November 8, 2018 -- More than nine in 10 utilities executives (94 percent) believe that their electricity distribution business’ earnings growth will remain under severe pressure until approximately 2025. However, they’re far more optimistic about earnings growth potential in the subsequent years, driven by efficiency and improved network performance enabled by the latest digital technologies and new business opportunities, according to a new study from Accenture.
Part of Accenture’s Digitally Enabled Grid research program, now in its fifth year, the study is based on a survey of 150 utilities executives across more than 25 countries. After several years of disruption — driven by regulatory pressure, new technologies such as distributed generation, shifting consumer dynamics and weaker demand — the challenging environment will continue to stymie distributors’ earnings growth in the near term. The top reasons given for this were network capital investment levels falling below depreciation (cited by 16 percent of respondents), increasing targets for service reliability and performance regulation (13 percent), and energy demand erosion (13 percent).
Furthermore, while digital technologies could play a key role in unlocking value in the business and enabling growth, most executives — 93 percent — believe that distribution businesses are struggling to deliver the benefits of digital transformation. The research indicates that, with the greatest threat to utilities’ business considered to be the performance of other utilities (cited by 25 percent of respondents), there’s a need to act quickly to remain competitive.
However, there is reason for optimism in the long term, as 97 percent expect earnings in their distribution business to grow beyond 2025. Specifically, executives expect the earnings growth to be driven largely by improved efficiency from transformed core business processes (cited by 54 percent of respondents), improved network performance from smarter grids (50 percent), revenue opportunities from core distribution services (43 percent), new services like microgrids (40 percent), and new asset plays, including distributed generation and storage (40 percent).
In addition, Accenture’s modelling of residential and commercial electricity demand revealed progressive easing of stagnant demand growth until 2036 in most geographies.
“Distribution businesses’ revenues are being negatively impacted by the proliferation of distributed energy resources, tighter regulated revenue controls, and energy efficiency,” said Stephanie Jamison, a managing director at Accenture who leads its Transmission and Distribution business. “Improved operational performance will be key to succeeding in this transition. Distribution businesses have the opportunity to become intelligent grid optimizers, developing and scaling advanced grid operations capabilities to accommodate, operate and navigate a fast-changing ecosystem of energy devices being adopted for homes and businesses.”

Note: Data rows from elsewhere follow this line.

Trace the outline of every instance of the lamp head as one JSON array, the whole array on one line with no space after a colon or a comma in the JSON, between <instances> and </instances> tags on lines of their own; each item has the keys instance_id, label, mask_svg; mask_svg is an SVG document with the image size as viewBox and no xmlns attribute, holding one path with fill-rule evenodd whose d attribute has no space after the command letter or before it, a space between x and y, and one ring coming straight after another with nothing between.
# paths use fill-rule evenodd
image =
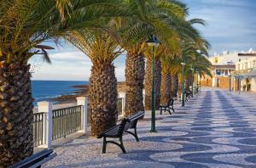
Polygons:
<instances>
[{"instance_id":1,"label":"lamp head","mask_svg":"<svg viewBox=\"0 0 256 168\"><path fill-rule=\"evenodd\" d=\"M146 42L150 47L158 47L160 45L160 42L158 41L157 37L153 35L149 36L149 38Z\"/></svg>"}]
</instances>

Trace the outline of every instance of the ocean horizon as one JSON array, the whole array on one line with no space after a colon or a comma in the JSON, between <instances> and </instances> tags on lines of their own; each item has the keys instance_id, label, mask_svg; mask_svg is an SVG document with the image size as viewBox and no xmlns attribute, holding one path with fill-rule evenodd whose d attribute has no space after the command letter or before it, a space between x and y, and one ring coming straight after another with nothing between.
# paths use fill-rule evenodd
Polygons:
<instances>
[{"instance_id":1,"label":"ocean horizon","mask_svg":"<svg viewBox=\"0 0 256 168\"><path fill-rule=\"evenodd\" d=\"M77 85L86 85L86 81L43 81L32 80L32 91L34 104L57 98L61 95L74 94L78 88L73 87Z\"/></svg>"}]
</instances>

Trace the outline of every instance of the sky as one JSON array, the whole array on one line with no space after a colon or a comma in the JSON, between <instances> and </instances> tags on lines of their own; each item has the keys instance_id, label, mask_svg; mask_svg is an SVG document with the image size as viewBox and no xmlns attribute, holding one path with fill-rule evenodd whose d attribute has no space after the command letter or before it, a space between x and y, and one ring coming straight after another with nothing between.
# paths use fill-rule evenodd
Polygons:
<instances>
[{"instance_id":1,"label":"sky","mask_svg":"<svg viewBox=\"0 0 256 168\"><path fill-rule=\"evenodd\" d=\"M198 26L210 42L210 54L224 51L256 50L256 0L181 0L189 8L189 18L201 18L207 25ZM67 42L49 51L52 64L40 56L31 60L32 80L89 81L91 62ZM125 81L125 53L114 60L118 81Z\"/></svg>"}]
</instances>

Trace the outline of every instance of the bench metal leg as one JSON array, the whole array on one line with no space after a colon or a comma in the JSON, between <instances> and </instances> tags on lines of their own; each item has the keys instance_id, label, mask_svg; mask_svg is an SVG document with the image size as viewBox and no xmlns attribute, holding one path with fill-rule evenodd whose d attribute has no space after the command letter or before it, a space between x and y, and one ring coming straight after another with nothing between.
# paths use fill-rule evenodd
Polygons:
<instances>
[{"instance_id":1,"label":"bench metal leg","mask_svg":"<svg viewBox=\"0 0 256 168\"><path fill-rule=\"evenodd\" d=\"M107 141L106 141L106 137L103 137L102 154L106 154L106 148L107 148Z\"/></svg>"},{"instance_id":2,"label":"bench metal leg","mask_svg":"<svg viewBox=\"0 0 256 168\"><path fill-rule=\"evenodd\" d=\"M129 132L129 131L126 131L125 132L127 132L127 133L132 135L132 136L136 138L136 141L137 141L137 142L140 142L140 140L139 140L139 138L138 138L138 137L137 137L137 130L136 130L136 128L134 129L134 133L131 132Z\"/></svg>"},{"instance_id":3,"label":"bench metal leg","mask_svg":"<svg viewBox=\"0 0 256 168\"><path fill-rule=\"evenodd\" d=\"M119 137L119 141L120 141L120 144L114 142L114 141L107 141L106 140L106 137L103 138L103 149L102 149L102 154L106 154L106 148L107 148L107 143L113 143L113 144L115 144L117 146L119 146L123 153L126 154L126 151L125 151L125 148L124 147L124 143L123 143L123 137Z\"/></svg>"},{"instance_id":4,"label":"bench metal leg","mask_svg":"<svg viewBox=\"0 0 256 168\"><path fill-rule=\"evenodd\" d=\"M119 145L119 146L121 148L123 153L126 154L126 151L125 151L125 148L124 143L123 143L123 137L120 137L119 140L120 140L120 146Z\"/></svg>"},{"instance_id":5,"label":"bench metal leg","mask_svg":"<svg viewBox=\"0 0 256 168\"><path fill-rule=\"evenodd\" d=\"M175 113L175 110L174 110L174 108L173 108L173 106L172 106L172 108L171 108L171 109L172 109L173 113Z\"/></svg>"},{"instance_id":6,"label":"bench metal leg","mask_svg":"<svg viewBox=\"0 0 256 168\"><path fill-rule=\"evenodd\" d=\"M167 111L170 113L170 115L172 115L170 108L168 108Z\"/></svg>"}]
</instances>

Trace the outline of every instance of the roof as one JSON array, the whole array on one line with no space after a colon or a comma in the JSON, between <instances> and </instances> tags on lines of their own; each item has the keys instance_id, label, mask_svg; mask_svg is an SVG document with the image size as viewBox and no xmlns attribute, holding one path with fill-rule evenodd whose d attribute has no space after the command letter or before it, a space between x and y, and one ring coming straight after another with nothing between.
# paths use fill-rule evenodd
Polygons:
<instances>
[{"instance_id":1,"label":"roof","mask_svg":"<svg viewBox=\"0 0 256 168\"><path fill-rule=\"evenodd\" d=\"M212 64L212 68L236 69L236 64Z\"/></svg>"},{"instance_id":2,"label":"roof","mask_svg":"<svg viewBox=\"0 0 256 168\"><path fill-rule=\"evenodd\" d=\"M252 56L252 57L255 57L256 53L238 53L238 56Z\"/></svg>"},{"instance_id":3,"label":"roof","mask_svg":"<svg viewBox=\"0 0 256 168\"><path fill-rule=\"evenodd\" d=\"M248 73L244 74L243 76L245 76L247 77L256 76L256 70L252 70Z\"/></svg>"},{"instance_id":4,"label":"roof","mask_svg":"<svg viewBox=\"0 0 256 168\"><path fill-rule=\"evenodd\" d=\"M247 78L247 77L256 77L256 70L252 70L250 72L247 72L246 74L235 74L235 75L232 75L232 76L234 77L240 77L240 78Z\"/></svg>"}]
</instances>

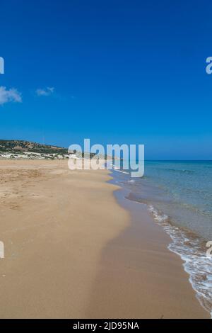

Digitally transforming core operations can boost efficiency, enabling new revenue opportunities
The latest digital technologies will play a key role in transforming the core distribution business to boost efficiency and increase network performance. When asked to identify the three disruptive technologies they believe would have the most beneficial impact on their business operations by 2025, respondents most often cited autonomous vehicles like drones (59 percent), digital twin (55 percent), artificial intelligence (AI) (54 percent), augmented and virtual reality (47 percent), blockchain (44 percent) and autonomous robots (41 percent). In fact, nearly all respondents — 99 percent — believe that AI will be used routinely in decision support in the control room and in network planning by 2025.
Digitally transforming the core business can also unlock investment capacity, enabling distribution businesses to pursue new revenue opportunities, according to the study. When asked to identify growth opportunities for their business going forward, a majority of respondents in geographies where pursuing such opportunities would be allowed by regulation cited owning assets like large-scale distributed generation (71 percent), grid-connected storage (68 percent) and electric-vehicle charging infrastructure (65 percent).
Utilities executives also expect to become the trusted third-party provider of energy-related data services to consumers. For example, more than three-quarters (77 percent) of respondents cited providing distribution tariff information as a growth opportunity, and more than two-thirds said the same thing about demand-response program information and notifications and energy usage information (71 percent and 69 percent, respectively).
“Distribution companies have the opportunity to lead the debate about the most effective regulatory model to support the electricity system,” Jamison said. “The model should foster innovation, expand customer choice and deliver efficiency while providing the opportunity for the highest-performing businesses to reap financial rewards. Distribution companies are well-placed to help accelerate the transformation process to create a more-distributed, low-carbon and customer-centric electricity system.”
Accenture’s annual Digitally Enabled Grid research evaluates the implications and opportunities of an increasingly digital grid. As part of this year’s research, Accenture surveyed 150 utility executives from 25 countries: Argentina, Australia, Brazil, Canada, China (including Macau and Hong Kong), Denmark, France, Germany, Indonesia, Ireland, Italy, Japan, Malaysia, the Netherlands, Norway, the Philippines, Poland, Portugal, Singapore, Spain, Sweden, Switzerland, Thailand, the United Kingdom and the United States; the qualitative online survey was conducted in February and March 2018. In addition, Accenture developed a geo-level electricity demand impact model to quantify the forecasted combined hourly impact of individual electricity demand drivers for a selected sample of countries and U.S. states.